Le 7 janvier, Liviu Dragnea n’a rien trouvé de mieux que d’intenter un procès contre la Commission européenne auprès de la Cour de justice de l’UE. Il poursuit la Commission de Bruxelles en tant qu’autorité de tutelle de l’Olaf, organisme qui enquête sur les fraudes concernant le budget européen. Assumer la présidence de l’Union européenne et accuser la Commission de Bruxelles est une contradiction qui semble échapper au gouvernement. « Oui, l’Union européenne est faite de compromis, mais lorsqu’il s’agit des droits humains, lorsqu’il s’agit de l’État de droit, de la lutte contre la corruption, il n’y a pas de compromis possible », a averti le président de la Commission européenne Jean-Claude Juncker devant les plus hauts responsables roumains réunis à l’Athénée de Bucarest.
Dans un discours tenu en roumain qui a électrisé le public de l’Athénée, le président d’origine polonaise du Conseil européen, Donald Tusk, a lui aussi rappelé aux Roumains les défis qu’ils vont devoir affronter à la tête de l’UE. « Certains pensent que c’est un signe de force d’agir en dehors des règles, a-t-il déclaré devant les hauts responsables roumains. Ils ont tort, c’est un signe de faiblesse. J’appelle les Roumains à défendre les fondements de notre civilisation : la liberté, l’intégrité, le respect de la vérité dans la vie publique, l’État de droit et la Constitution. » Froissée par les doutes exprimés par les responsables européens sur la capacité de Bucarest à présider l’UE, la Première ministre Viorica Dancila a souhaité que son pays soit traité avec respect. « Nous voulons être des partenaires égaux et respectés au sein de l’UE », a-t-elle affirmé.

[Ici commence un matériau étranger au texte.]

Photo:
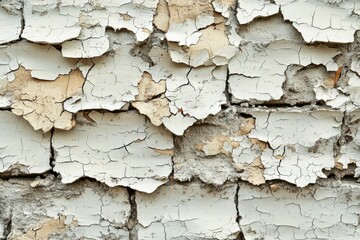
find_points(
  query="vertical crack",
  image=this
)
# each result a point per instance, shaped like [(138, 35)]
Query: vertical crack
[(22, 20), (132, 221), (227, 89), (240, 236), (52, 151), (8, 227)]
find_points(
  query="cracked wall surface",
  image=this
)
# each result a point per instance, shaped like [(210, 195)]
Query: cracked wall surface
[(179, 119)]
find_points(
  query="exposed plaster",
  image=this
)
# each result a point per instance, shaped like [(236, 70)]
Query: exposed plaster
[(23, 150), (119, 149), (192, 211)]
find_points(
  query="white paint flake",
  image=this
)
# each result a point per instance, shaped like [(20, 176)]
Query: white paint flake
[(59, 21), (40, 102), (109, 86), (193, 93), (10, 20), (299, 143), (92, 42), (325, 211), (325, 21), (57, 211), (118, 149), (213, 48), (258, 72), (44, 62), (247, 10), (190, 211), (22, 150), (187, 18)]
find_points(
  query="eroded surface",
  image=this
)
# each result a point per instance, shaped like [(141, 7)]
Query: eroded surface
[(278, 211), (22, 150), (121, 149), (191, 211), (47, 209)]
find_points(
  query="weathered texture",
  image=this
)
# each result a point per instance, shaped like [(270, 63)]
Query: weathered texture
[(40, 103), (326, 21), (47, 209), (328, 210), (191, 211), (22, 150), (253, 67), (179, 119), (121, 149)]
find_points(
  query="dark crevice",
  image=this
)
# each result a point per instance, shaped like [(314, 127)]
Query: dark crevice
[(227, 89), (132, 221), (8, 227), (240, 236), (280, 104), (52, 150)]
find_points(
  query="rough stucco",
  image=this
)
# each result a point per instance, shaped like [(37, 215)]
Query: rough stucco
[(179, 119)]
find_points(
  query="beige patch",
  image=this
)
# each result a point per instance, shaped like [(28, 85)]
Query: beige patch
[(41, 102), (161, 19)]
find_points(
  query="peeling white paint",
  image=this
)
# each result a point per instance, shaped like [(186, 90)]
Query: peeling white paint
[(300, 143), (56, 211), (325, 21), (90, 43), (118, 149), (107, 85), (192, 211), (193, 93), (187, 18), (325, 211), (44, 62), (258, 72), (247, 10), (56, 22), (23, 150), (10, 20)]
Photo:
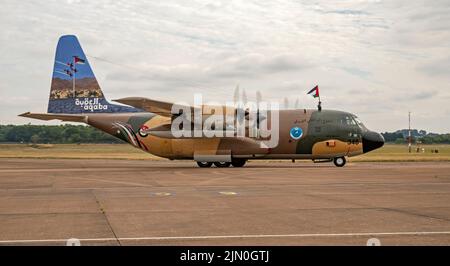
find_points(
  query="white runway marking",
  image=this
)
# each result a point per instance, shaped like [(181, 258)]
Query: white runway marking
[(29, 241)]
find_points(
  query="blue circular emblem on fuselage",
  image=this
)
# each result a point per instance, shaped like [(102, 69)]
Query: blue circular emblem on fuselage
[(296, 132)]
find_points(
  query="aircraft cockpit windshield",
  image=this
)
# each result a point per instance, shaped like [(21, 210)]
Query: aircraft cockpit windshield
[(358, 122)]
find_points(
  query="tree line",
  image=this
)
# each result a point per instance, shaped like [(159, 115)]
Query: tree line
[(85, 134), (64, 134)]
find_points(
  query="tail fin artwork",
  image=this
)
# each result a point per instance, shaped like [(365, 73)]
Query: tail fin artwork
[(74, 88)]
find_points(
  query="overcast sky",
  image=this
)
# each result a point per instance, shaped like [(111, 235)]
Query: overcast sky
[(377, 59)]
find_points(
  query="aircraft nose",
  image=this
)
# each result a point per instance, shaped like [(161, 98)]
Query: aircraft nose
[(371, 141)]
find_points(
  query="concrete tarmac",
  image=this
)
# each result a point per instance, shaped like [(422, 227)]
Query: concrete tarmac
[(131, 202)]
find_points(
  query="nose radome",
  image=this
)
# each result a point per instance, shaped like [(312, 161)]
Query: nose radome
[(371, 141)]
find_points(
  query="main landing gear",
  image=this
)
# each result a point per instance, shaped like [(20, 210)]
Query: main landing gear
[(339, 161), (234, 163)]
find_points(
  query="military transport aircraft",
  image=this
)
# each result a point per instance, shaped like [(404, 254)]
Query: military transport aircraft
[(147, 124)]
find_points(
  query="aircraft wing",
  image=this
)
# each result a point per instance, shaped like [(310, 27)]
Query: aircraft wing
[(152, 106), (64, 117)]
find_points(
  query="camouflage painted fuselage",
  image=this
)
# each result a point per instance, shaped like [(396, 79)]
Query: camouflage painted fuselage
[(327, 134)]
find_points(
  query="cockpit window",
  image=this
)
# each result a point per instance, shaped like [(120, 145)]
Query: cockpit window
[(347, 121), (358, 122)]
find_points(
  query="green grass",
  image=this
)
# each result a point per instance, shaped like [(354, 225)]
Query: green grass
[(399, 153), (81, 151), (388, 153)]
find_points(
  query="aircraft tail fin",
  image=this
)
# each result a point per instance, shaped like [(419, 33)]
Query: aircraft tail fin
[(74, 88)]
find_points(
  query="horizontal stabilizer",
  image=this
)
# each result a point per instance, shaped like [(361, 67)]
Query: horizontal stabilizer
[(152, 106), (64, 117)]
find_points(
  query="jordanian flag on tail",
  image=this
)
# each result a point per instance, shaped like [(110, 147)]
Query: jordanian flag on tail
[(78, 60), (314, 92)]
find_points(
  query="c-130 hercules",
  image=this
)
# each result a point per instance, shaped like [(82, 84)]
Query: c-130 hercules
[(319, 135)]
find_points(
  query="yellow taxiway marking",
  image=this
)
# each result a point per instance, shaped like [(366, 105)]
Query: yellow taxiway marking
[(162, 194), (228, 193), (229, 236)]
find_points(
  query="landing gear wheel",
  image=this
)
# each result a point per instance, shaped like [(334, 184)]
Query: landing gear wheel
[(339, 161), (238, 162), (222, 164), (204, 164)]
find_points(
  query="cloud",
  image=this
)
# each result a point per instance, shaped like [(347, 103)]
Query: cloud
[(365, 55)]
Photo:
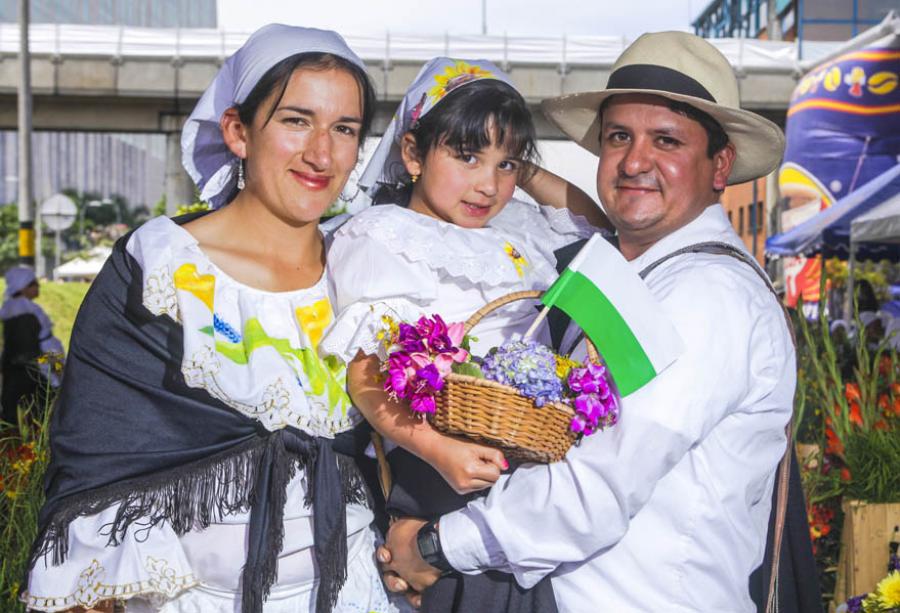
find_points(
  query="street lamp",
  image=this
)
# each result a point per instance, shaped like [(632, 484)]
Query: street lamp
[(92, 204)]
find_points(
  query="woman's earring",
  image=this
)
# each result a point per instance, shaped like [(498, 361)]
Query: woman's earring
[(241, 183)]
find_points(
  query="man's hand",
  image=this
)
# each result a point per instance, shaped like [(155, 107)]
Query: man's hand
[(466, 466), (404, 567)]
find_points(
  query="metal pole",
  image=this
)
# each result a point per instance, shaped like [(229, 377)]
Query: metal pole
[(753, 215), (848, 313), (26, 199), (57, 248), (773, 23)]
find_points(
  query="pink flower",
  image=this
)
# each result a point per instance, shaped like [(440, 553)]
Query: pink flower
[(456, 332), (431, 376), (443, 362), (422, 403), (410, 339), (400, 374), (420, 359)]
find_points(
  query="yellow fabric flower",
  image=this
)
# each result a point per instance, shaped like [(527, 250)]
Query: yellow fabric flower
[(517, 258), (888, 591), (454, 76), (203, 287), (564, 365), (314, 319)]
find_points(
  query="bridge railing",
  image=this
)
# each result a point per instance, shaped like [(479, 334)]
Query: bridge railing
[(125, 42)]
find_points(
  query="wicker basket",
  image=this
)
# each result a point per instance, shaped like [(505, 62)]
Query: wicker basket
[(498, 415)]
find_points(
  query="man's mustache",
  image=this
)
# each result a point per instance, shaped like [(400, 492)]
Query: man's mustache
[(637, 183)]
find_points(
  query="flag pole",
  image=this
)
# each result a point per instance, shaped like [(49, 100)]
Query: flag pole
[(541, 317)]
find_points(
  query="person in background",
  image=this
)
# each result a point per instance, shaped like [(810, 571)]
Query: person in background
[(27, 337)]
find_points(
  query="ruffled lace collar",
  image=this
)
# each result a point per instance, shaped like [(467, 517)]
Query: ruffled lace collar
[(496, 255), (254, 350)]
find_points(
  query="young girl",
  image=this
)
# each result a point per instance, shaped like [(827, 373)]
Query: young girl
[(447, 241)]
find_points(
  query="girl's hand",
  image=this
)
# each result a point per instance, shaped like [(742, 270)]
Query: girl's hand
[(467, 467)]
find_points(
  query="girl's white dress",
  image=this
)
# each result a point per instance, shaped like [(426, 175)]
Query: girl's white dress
[(255, 351), (390, 261)]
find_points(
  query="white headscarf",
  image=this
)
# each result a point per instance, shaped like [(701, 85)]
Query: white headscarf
[(18, 278), (205, 156), (437, 78)]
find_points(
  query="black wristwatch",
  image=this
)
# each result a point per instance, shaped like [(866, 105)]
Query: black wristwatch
[(429, 544)]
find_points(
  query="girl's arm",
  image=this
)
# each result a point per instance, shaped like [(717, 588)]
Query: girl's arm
[(466, 466), (552, 190)]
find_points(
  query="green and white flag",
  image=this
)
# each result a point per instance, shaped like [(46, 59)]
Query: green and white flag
[(601, 292)]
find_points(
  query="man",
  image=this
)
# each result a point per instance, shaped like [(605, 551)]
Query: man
[(669, 510)]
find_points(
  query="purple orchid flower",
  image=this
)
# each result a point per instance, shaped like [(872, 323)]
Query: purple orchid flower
[(422, 403), (431, 376)]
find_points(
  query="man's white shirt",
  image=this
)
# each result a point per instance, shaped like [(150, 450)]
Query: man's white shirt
[(668, 510)]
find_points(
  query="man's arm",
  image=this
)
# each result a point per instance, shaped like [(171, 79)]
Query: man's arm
[(546, 515), (552, 190)]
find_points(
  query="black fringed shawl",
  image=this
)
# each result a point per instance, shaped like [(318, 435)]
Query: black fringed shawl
[(127, 430)]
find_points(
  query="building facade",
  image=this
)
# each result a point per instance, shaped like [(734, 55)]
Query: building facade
[(136, 13)]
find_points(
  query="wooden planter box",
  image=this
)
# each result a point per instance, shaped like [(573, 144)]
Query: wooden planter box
[(868, 528)]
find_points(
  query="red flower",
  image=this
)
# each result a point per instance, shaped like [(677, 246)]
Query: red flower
[(884, 366), (851, 392), (855, 414), (834, 445)]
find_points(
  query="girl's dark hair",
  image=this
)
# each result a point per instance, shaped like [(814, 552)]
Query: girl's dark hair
[(277, 77), (467, 120)]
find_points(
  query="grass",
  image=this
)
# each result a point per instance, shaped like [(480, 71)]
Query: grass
[(60, 301)]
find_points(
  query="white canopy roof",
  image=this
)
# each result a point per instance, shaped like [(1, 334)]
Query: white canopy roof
[(881, 224)]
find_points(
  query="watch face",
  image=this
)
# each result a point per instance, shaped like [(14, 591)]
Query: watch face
[(429, 544)]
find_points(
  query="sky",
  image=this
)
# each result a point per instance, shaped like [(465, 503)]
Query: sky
[(627, 18), (550, 18)]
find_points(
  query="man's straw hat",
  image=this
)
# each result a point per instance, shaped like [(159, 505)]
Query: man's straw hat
[(686, 68)]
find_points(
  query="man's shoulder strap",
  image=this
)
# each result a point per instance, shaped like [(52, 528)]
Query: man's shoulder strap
[(781, 484), (715, 248)]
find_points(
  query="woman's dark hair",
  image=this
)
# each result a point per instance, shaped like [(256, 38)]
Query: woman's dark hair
[(277, 77), (468, 119)]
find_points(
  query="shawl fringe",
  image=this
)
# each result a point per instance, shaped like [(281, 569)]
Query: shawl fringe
[(188, 497)]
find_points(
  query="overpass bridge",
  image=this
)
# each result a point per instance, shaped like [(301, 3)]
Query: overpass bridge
[(124, 79)]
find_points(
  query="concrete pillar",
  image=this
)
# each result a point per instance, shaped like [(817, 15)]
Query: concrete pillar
[(179, 185)]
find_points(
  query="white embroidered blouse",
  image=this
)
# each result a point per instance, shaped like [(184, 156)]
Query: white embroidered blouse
[(256, 352), (388, 260)]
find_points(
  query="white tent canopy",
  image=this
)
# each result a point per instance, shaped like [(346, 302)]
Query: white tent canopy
[(83, 269), (881, 224)]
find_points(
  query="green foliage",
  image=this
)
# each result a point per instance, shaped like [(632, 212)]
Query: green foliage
[(875, 457), (61, 302), (160, 207), (187, 209), (24, 456), (470, 369)]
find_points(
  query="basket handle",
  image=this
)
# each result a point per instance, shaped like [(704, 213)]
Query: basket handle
[(495, 304)]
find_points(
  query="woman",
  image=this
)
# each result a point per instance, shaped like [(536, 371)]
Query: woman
[(27, 335), (192, 448)]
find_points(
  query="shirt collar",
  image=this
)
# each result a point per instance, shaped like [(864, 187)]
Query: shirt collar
[(711, 225)]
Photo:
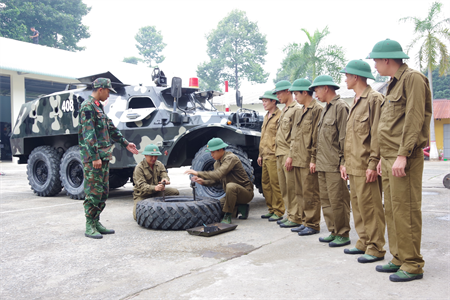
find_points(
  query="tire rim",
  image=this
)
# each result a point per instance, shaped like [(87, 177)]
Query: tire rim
[(75, 174), (41, 171)]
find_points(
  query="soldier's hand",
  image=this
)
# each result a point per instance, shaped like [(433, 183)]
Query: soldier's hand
[(379, 168), (288, 164), (97, 164), (132, 148), (160, 188), (312, 168), (343, 172), (398, 168), (371, 175)]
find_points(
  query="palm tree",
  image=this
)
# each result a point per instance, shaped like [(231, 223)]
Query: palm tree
[(310, 60), (432, 53)]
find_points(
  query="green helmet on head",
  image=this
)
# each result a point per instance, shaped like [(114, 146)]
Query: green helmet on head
[(323, 80), (300, 85), (269, 95), (215, 144), (281, 86), (387, 49), (358, 67), (151, 150)]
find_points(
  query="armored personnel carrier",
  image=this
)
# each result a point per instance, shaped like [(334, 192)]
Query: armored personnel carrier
[(179, 120)]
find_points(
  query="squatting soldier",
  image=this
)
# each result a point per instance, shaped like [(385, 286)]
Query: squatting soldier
[(403, 131), (283, 143), (362, 154), (303, 155), (96, 135), (267, 159), (229, 171), (150, 177), (334, 195)]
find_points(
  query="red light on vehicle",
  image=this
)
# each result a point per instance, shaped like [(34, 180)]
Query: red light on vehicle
[(193, 82)]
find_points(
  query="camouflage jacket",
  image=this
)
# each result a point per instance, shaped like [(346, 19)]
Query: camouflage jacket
[(227, 169), (96, 132), (146, 179)]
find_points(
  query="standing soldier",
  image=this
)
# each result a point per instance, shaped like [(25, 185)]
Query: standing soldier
[(96, 134), (267, 159), (402, 133), (303, 156), (283, 143), (334, 195), (362, 155)]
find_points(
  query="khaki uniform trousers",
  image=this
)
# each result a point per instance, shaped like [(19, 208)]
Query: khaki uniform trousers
[(287, 187), (335, 200), (271, 187), (368, 215), (307, 197), (235, 194), (167, 192), (402, 203)]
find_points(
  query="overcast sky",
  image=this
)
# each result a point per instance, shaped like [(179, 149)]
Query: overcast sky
[(355, 25)]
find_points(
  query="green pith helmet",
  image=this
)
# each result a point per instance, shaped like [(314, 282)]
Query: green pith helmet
[(152, 150), (281, 86), (269, 95), (387, 49), (215, 144), (300, 85), (358, 67), (323, 80)]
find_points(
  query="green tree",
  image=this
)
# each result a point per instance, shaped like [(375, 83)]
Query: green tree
[(430, 36), (150, 45), (132, 60), (58, 22), (310, 59), (236, 50)]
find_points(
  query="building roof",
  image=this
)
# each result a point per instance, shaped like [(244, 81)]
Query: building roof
[(42, 60), (441, 108)]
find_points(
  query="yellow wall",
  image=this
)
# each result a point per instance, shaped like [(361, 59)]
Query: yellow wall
[(439, 131)]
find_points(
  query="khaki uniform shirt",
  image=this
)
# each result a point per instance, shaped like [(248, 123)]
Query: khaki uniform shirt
[(146, 179), (227, 169), (284, 127), (405, 114), (331, 136), (268, 134), (304, 135), (361, 150)]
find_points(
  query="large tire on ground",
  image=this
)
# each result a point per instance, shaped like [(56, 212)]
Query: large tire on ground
[(204, 162), (177, 212), (43, 171), (117, 179), (71, 173)]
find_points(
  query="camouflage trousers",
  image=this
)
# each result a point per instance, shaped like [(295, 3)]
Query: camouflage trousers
[(96, 188)]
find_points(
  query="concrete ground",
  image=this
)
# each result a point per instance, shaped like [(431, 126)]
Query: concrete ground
[(44, 254)]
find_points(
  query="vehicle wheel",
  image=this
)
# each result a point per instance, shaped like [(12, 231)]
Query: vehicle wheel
[(204, 162), (117, 179), (43, 171), (177, 212), (72, 175)]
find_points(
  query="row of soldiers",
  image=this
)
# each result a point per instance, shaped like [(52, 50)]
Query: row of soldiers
[(308, 152)]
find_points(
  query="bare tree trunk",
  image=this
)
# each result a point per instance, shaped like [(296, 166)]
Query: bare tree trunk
[(434, 155)]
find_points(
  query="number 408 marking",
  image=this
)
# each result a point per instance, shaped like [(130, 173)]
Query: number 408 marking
[(67, 105)]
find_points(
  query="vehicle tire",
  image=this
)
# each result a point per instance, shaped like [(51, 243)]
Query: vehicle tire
[(71, 173), (177, 212), (117, 179), (43, 171), (204, 162)]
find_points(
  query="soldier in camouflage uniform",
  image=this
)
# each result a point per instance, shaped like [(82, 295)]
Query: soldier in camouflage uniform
[(96, 135), (150, 178), (229, 171)]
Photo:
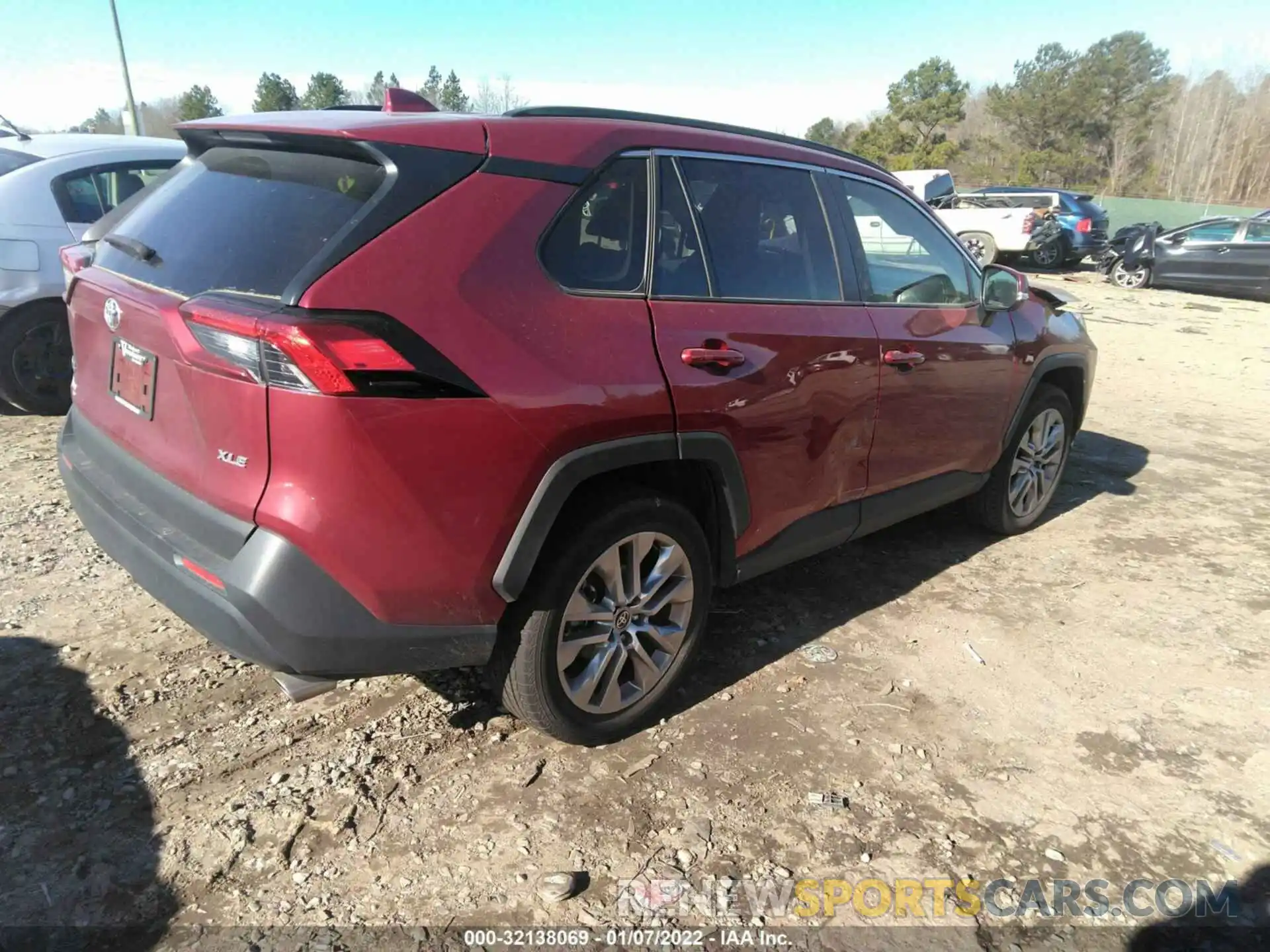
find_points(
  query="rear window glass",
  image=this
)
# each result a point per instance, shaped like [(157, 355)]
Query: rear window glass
[(1078, 205), (241, 220), (11, 160), (599, 241)]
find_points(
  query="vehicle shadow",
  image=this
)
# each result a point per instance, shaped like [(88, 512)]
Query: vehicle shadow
[(760, 622), (1244, 928), (77, 820)]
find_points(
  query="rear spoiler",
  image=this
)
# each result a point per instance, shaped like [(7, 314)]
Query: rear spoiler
[(396, 100)]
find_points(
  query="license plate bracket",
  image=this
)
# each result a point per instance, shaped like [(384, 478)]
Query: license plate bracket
[(132, 377)]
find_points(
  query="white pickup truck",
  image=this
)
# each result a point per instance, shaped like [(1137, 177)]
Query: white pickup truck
[(986, 231)]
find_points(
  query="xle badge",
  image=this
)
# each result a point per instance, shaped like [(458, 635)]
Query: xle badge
[(225, 456)]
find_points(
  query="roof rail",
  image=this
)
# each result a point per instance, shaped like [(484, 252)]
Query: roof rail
[(396, 100), (587, 112)]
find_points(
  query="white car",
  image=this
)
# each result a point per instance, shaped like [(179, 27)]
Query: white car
[(987, 233), (52, 188)]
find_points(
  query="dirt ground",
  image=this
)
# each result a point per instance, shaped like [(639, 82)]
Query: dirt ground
[(1119, 719)]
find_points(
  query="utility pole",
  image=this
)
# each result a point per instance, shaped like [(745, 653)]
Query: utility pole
[(124, 63)]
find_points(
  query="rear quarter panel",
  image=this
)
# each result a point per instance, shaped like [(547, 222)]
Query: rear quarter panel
[(433, 489)]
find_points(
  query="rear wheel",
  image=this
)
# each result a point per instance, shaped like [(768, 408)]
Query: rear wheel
[(36, 360), (605, 635), (1130, 278), (981, 245), (1025, 479)]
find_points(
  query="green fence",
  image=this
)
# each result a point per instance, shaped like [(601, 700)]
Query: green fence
[(1127, 211)]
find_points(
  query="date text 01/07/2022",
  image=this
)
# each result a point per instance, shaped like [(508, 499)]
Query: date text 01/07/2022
[(622, 937)]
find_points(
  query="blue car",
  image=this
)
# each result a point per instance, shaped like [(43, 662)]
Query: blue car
[(1085, 223)]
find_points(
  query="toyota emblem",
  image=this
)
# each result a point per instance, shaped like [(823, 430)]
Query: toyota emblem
[(112, 314)]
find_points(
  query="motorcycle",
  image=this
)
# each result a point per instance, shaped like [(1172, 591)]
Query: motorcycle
[(1046, 244), (1127, 260)]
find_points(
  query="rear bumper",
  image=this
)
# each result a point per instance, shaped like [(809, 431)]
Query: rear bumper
[(278, 608)]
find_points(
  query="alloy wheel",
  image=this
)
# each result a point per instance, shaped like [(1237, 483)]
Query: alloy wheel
[(1128, 278), (1038, 462), (42, 360), (625, 622)]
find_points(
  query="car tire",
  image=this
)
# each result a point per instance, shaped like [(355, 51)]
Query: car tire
[(981, 245), (1011, 502), (36, 358), (1049, 255), (619, 673), (1133, 280)]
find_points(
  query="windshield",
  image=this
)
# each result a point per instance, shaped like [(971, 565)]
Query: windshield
[(11, 160)]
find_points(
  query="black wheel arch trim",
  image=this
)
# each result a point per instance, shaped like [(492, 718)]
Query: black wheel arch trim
[(1040, 368), (579, 465)]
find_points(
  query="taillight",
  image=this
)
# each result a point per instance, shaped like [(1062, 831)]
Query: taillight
[(75, 258), (265, 344)]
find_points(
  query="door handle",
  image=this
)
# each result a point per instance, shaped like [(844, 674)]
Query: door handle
[(904, 358), (712, 357)]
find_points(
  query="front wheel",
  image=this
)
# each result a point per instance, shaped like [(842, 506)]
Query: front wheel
[(36, 360), (605, 635), (1130, 278), (1024, 480)]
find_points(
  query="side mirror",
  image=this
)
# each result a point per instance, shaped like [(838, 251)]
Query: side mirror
[(1003, 288)]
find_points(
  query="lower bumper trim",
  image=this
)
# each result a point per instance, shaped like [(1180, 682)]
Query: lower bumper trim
[(278, 608)]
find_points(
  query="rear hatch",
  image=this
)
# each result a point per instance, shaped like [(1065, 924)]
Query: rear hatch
[(171, 320), (1085, 207)]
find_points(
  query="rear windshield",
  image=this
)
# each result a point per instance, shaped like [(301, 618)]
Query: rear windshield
[(1082, 205), (11, 160), (241, 220)]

Pendant que les hauts responsables roumains et européens se renvoyaient la balle à l’intérieur de l’Athénée, plusieurs centaines de Roumains s’étaient rassemblés à l’extérieur pour protester contre la corruption. « Nous voulons vivre dans l’UE et pas dans la dictature », « À bas les voleurs qui nous gouvernent », « La corruption tue », pouvait-on lire sur les pancartes qu’ils brandissaient devant l’entrée de l’Athénée. « Le gouvernement actuel ne cesse d’attaquer l’Union européenne pour gagner du capital politique, affirme Dan Teodoru, étudiant en médecine. C’est notre appartenance à l’UE qui nous garantit la liberté, l’État de droit et une justice indépendante. Mais nous avons un gouvernement corrompu et c’est une honte pour l’Europe. Nous voulons que les Européens sachent que nous, les gens de la rue, nous nous opposons à ce gouvernement. »
En novembre 2018 la Commission de Bruxelles avait publié un audit sévère sur le système judiciaire roumain dans le cadre du « Mécanisme de coopération et de vérification (MCV) » mis en place lors de l’adhésion de la Roumanie à l’UE en 2007. Peu à peu, la Roumanie a emboîté le pas de la Hongrie et de la Pologne qui boudent l’UE. Une question se pose : la Commission européenne franchira-t-elle le pas en lançant une procédure d’infraction comme dans les cas hongrois et polonais si le gouvernement roumain adopte le décret d’amnistie pour blanchir le casier judiciaire de Liviu Dragnea ? « Je suis confiant que cette amnistie ne sera pas discutée au parlement ou au gouvernement, a déclaré Jean-Claude Juncker lors d’une conférence de presse qui s’est tenue à Bucarest le 11 janvier. Cela poserait un énorme problème et c’est hors de question. » Reste à savoir si le gouvernement roumain entendra le message.